FIG. 1 is a block diagram of a basic embodiment of the microprogram control device of the present invention, FIGS. 2 and 3 are explanatory diagrams of the order of execution of microprograms by the device of the present invention, and FIG. 4 is a block diagram of a basic embodiment of the microprogram control device of the present invention. FIG. 5 is a block diagram of a specific embodiment, FIG. 5 is a microcode configuration diagram suitable for implementing the present invention, and FIG. 6 is a block diagram of a conventional microprogram control device. 1...Microcode, 2...Microinstruction, 3...
... Address control code, 4 ... Micro program memory, 5 ... Micro sequencer, 6 ... Micro address, 11 ... Address monitoring circuit, 12 ...Address change circuit, 23.26...Dip switch, 34...

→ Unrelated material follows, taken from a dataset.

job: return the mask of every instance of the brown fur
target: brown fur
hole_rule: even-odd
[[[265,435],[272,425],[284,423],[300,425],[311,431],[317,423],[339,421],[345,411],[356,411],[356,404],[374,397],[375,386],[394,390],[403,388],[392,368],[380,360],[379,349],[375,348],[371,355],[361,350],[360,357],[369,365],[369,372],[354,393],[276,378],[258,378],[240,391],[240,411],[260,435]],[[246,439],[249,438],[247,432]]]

...Jump command signal cancellation circuit. Applicant: Fuji Xerox Co., Ltd. Representative
Patent Attorney Ume Yu Yamauchi 1st
Figure 2 Figure 3

Claims (1)

[Claims] 1. A microprogram memory that stores a microprogram, and a microprogram that outputs the microaddress of the next step microcode based on the address control code included in the microcode output from the microprogram memory. a sequencer, an address monitoring circuit that sets a jump source address for the microprogram, monitors the microaddress, and outputs a jump command signal when the microaddress matches the jump source address; and a jump command for the address monitoring circuit. A microprogram control device comprising: an address changing circuit that receives a signal and changes the microaddress to a preset jump destination address. 2. A microprogram characterized in that the address monitoring circuit has one or more dip switches for setting a jump source address, and the address changing circuit has one or two or more dip switches for setting a jump destination address. Control device. 3. The microprogram control device according to claim 1 or 2, wherein the address monitoring circuit or the address changing circuit has a jump command signal canceling circuit.